Vacancy rates for urban apartments stand at or near record levels around the U.S., while millions of low-income earners have stopped paying rent but remain in their homes under state and federal eviction bans.
Those factors are jeopardizing the future of the $1.2-trillion market in mortgage-backed securities, which bundle individual mortgages into packages sold to investors.
Research firm Trepp has found at least 50 mortgages on multi-family properties that have balances totaling $1.5 trillion in which occupancy has shrunk 15 percentage points in 2020.
Occupancy of flats in San Francisco’s luxury NEMA apartments, across 10th Street from Twitter’s corporate headquarters, fell to 70 percent last year; New York’s Chelsea29 building, with a fitness center and roof terrace, is 25 percent empty.
Dwindling occupancy has affected only 4 percent of loans that reported occupancy rates by late 2020.
“The number of loans struggling with low occupancy rates has to go up,” Manus Clancy, Trepp’s research director, commented to the Financial Times.
“In big cities, we’re seeing occupancy sinking,” he said. “It’s expensive to live in these places…You can’t do anything with the amenities and you’re not going to the office. Those were often the reasons people stayed in their apartments. It’s not surprising” that people are absconding to cheaper, more spacious homes farther away from city centers.
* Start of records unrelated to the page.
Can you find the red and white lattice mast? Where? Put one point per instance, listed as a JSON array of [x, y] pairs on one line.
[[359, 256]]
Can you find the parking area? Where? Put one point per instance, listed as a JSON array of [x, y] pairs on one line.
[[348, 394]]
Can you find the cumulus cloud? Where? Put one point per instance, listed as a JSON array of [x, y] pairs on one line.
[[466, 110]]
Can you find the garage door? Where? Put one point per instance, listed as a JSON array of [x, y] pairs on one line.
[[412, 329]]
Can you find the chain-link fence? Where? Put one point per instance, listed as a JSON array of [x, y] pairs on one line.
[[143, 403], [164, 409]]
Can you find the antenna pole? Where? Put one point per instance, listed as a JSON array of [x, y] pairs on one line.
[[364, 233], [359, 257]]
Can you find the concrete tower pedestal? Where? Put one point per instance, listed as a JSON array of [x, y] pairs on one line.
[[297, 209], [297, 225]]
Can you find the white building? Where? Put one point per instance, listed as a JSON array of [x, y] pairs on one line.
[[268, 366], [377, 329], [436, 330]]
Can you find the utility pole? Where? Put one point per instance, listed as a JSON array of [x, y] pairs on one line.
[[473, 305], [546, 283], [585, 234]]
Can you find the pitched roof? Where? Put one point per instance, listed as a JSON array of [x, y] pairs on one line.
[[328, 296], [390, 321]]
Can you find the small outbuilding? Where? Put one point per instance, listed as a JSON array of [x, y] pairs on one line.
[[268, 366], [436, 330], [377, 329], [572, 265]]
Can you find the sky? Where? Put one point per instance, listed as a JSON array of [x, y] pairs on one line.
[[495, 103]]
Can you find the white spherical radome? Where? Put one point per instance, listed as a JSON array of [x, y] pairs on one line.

TREND FORECAST: As we have noted, with remaining low-income tenants continuing to be jobless and not being evicted, landlords are increasingly unable to pay their mortgages and taxes. Thus, bankruptcies will escalate during the coming winter months as the economy falls into the “Greatest Depression.”
And, considering the flight from urban areas, even if tenants could be evicted, it would be difficult to find renters.